Suspira y me suelta.

—Eran granjeros pasando por nuestro sendero. Que alivio. —Me separo, todavía crispada—. ¿Qué me querías decir?

Hundo los hombros.

—Que puedo hacer esto durante horas.

Ríe.

—Ah, no, es hora de descansar.

Me hala hasta llevarme al porche. Se deja caer en los primeros escalones y se echa aire con las manos. Me quedo parada apoyada en el arado. Descanso la barbilla en mis dorsos y ladeo un poco la cadera para estar más cómoda.

No sé cómo pueden estar tan tranquilos con una completa desconocida que de igual manera refleja lo mismo. ¿Acaso no me provoca pavor toda esta situación? ¿Por qué no me siento asombrada sabiendo que somos regidos por vampiros? ¿Cómo no sospecho de esta gente que puede fingir ser amable y luego atacarme por la espalda? ¿Por qué no estoy retraída? ¿Por qué no me sumo entre pensamientos que deseen alentarme a saber quién soy?

«Porque no es el momento, lo sabes».

No es normal ni adecuado estar tan tranquila en una situación como esta. Es una locura.

Entonces lo decido, me iré cuando ya me reconozca y pueda saber cuál es el motivo por el cual me dieron una golpiza.

Reprimo la necesidad de cuestionarme más mi decisión de convivir con esta pareja como si fueran conocidos de hace tiempo.

—¿Cuándo les toca ir a dar su sangre?

Alza la mirada y la fija en mí.

—Dentro de veinte días.

Aprieto los puños.

—¿Dónde me esconderé mientras ustedes no están?

—En el sótano. Hay una escotilla debajo de la alfombra que está cerca del mueble donde me acomodé cuando llegamos. Los chupasangres tienen un sentido del olfato agudo, por lo que podrán olerte si no te escondes allí. Joanne guarda hierbas secas en el sótano. Podrás acostarte en ellas y ver a través de las rendijas a esos apestosos. Tienes que nivelar tu ritmo cardiaco, al igual que tu respiración. Un sonido en falso y sabrán que estás allí. Sugiero que cubras tu boca y nariz con una tela gruesa para amortiguar el ruido de las exhalaciones. Ellos tienen un control sobre nosotros, saben cuántos integrantes somos en cada casa y qué tanto tenemos. Si agregamos un tercero en nuestro informe mensual, vendrán a ver quién o qué es. Sería arriesgado, así que lo preferible es ocultarte hasta hallar una manera de que seas invisible para ellos. Tengo entendido que la sangre de cada uno tiene un aroma distintivo. La mía puede ser agria y la de Joanne nimia.

—¿Acaso clasifican la sangre por gustos y olores?

Su mandíbula se contrae.

—Entre más atractiva sea la sangre, más solicitada será. Usualmente los nobles más importantes, quienes mandan y dirigen, así como reyes, son los que tienen el derecho de disfrutar lo mejor. Tengo entendido que nuestra sangre, la de Joanne y la mía, es solo para los de baja alcurnia, es decir, mercaderes, simples habitantes, entre otros.
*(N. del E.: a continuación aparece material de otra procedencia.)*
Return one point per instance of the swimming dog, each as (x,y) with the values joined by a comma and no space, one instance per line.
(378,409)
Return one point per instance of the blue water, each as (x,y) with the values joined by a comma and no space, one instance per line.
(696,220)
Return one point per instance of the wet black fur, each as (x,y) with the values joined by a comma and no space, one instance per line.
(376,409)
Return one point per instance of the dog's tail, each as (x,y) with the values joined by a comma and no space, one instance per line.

—¿Cómo es la clasificación?

—Nobles y vampiros menores. Los nobles, como te dije, suelen estar en lo alto de la cima, pero eso sí, solo hay un grupo que se encarga de m****r y son quienes están en la corte. Los vampiros menores pueden ser desde mercaderes hasta simples pordioseros. Podrás verlos pululando por ahí. Sin embargo, no atacan ni hacen el intento, dado que conocen muy bien qué les deparará el futuro si se atreven a tocar al ganado.
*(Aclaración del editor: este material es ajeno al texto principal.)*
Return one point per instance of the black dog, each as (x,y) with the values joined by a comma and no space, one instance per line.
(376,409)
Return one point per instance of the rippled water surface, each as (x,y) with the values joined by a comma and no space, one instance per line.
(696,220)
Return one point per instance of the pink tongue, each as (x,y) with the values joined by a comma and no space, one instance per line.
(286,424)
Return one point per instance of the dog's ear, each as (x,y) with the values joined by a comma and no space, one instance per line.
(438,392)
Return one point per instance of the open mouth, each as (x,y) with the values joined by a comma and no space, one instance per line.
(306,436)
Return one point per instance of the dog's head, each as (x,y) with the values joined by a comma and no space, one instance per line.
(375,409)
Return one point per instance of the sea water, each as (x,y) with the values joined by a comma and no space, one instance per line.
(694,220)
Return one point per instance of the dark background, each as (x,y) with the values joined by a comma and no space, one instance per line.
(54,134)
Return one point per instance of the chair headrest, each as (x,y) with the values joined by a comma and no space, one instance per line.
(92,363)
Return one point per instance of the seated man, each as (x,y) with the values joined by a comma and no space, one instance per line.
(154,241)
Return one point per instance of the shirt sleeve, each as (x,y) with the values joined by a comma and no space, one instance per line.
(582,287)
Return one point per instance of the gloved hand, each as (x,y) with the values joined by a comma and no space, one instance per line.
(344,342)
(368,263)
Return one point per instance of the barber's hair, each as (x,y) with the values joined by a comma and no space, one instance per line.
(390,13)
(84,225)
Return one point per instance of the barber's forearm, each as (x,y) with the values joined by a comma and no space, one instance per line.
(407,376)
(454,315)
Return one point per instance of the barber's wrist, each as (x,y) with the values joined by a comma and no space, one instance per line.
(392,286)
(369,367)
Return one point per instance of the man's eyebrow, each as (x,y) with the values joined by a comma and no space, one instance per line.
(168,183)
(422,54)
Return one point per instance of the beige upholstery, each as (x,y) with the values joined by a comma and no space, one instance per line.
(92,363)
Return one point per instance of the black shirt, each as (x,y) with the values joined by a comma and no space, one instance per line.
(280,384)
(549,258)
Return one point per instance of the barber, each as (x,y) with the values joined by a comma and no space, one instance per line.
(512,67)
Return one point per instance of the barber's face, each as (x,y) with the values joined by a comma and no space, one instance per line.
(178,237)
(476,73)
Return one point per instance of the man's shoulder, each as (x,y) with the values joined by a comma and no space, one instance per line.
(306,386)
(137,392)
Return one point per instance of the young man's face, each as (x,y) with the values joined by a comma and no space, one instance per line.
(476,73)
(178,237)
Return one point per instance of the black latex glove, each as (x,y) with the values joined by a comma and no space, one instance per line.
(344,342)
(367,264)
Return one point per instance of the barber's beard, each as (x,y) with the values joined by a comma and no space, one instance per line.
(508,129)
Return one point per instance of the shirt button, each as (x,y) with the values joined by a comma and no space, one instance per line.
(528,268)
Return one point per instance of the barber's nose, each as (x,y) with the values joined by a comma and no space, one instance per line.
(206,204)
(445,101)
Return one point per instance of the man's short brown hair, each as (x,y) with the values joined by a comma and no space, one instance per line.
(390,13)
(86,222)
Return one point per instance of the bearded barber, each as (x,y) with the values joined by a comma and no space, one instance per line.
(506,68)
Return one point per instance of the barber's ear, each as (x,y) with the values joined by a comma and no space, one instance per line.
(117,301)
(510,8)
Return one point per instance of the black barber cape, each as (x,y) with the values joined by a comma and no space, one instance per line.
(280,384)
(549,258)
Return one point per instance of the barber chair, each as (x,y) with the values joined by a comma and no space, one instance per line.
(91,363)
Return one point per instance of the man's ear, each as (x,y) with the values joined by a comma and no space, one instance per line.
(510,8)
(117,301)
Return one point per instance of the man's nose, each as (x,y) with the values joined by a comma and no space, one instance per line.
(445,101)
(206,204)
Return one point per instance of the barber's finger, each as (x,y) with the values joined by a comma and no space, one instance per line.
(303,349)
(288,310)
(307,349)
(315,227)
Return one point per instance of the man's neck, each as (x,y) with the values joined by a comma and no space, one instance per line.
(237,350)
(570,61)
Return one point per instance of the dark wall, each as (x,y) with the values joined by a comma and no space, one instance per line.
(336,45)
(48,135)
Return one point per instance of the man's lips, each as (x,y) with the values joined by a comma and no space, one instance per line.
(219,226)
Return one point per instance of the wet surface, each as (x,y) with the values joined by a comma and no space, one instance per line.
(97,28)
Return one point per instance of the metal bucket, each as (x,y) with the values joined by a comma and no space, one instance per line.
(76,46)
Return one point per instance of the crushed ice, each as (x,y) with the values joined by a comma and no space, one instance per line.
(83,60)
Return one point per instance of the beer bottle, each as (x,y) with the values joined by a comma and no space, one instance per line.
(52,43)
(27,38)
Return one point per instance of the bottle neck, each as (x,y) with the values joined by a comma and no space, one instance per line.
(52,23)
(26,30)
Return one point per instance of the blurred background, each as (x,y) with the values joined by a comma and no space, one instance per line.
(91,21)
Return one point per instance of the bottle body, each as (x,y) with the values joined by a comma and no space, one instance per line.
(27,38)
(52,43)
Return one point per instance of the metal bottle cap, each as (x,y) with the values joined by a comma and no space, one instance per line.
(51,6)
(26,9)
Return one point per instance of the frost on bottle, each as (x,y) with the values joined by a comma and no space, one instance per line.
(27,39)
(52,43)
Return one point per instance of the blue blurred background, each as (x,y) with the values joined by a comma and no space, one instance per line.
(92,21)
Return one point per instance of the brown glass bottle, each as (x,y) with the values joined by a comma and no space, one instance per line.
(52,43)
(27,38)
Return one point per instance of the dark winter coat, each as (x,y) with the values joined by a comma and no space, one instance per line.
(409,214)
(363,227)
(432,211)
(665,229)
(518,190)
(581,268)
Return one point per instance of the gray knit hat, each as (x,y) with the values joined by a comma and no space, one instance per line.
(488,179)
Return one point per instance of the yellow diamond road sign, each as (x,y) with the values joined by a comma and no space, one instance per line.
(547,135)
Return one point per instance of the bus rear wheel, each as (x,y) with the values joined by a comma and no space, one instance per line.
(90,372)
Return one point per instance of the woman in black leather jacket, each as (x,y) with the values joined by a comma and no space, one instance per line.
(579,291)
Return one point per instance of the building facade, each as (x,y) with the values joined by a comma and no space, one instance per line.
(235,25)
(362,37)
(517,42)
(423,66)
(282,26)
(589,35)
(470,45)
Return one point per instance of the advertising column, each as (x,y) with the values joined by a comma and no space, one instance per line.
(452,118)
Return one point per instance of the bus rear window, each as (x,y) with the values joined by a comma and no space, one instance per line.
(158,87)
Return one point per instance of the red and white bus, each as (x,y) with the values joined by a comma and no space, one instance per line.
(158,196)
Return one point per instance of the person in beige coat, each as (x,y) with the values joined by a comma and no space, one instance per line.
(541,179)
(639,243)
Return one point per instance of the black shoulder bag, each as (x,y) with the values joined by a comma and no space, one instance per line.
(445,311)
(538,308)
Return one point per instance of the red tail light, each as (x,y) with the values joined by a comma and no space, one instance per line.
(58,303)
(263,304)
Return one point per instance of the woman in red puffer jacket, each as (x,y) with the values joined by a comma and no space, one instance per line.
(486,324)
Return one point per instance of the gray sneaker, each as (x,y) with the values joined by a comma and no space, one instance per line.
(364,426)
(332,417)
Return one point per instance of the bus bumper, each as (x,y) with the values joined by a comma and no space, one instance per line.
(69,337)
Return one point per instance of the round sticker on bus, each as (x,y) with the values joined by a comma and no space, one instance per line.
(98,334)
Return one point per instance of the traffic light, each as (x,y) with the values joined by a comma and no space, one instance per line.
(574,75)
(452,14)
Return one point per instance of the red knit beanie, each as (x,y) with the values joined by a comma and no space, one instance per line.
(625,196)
—Pensé que todos eran nobles.

Se carcajea.

—Ellos también se estructuran como nosotros, lo único que destaca es que sí son ordenados.

—¿Hay humanos que viven entre esos muros?

Acomoda sus codos sobre sus rodillas.

—Sí. Sirvientes, esclavos y bolsas de sangre que se mueven.

—¿Bolsas de sangre que se mueven? —indago, extrañada.

—Son como esclavos, pero un peldaño más alto. Son personas clasificadas estratégicamente para dar de su vena los sorbos que algunos nobles solicitan. Son… mascotas, por así decirlo. De hecho, hay estúpidos que prefieren dar el cuello que ser chuzados para extraer la sangre.

—Si mi sangre es atractiva, ¿corro con el riesgo de ser una bolsa de sangre andante?

—Sí.

—Espero no serlo —susurro con la mirada puesta en el cielo.

Él no dice más ni yo tampoco, solo nos quedamos en medio de un pesado silencio sopesando qué podrá pasar mañana.

Suspiro.

Espero que el amanecer sea productivo y no una caída a la pesadumbre.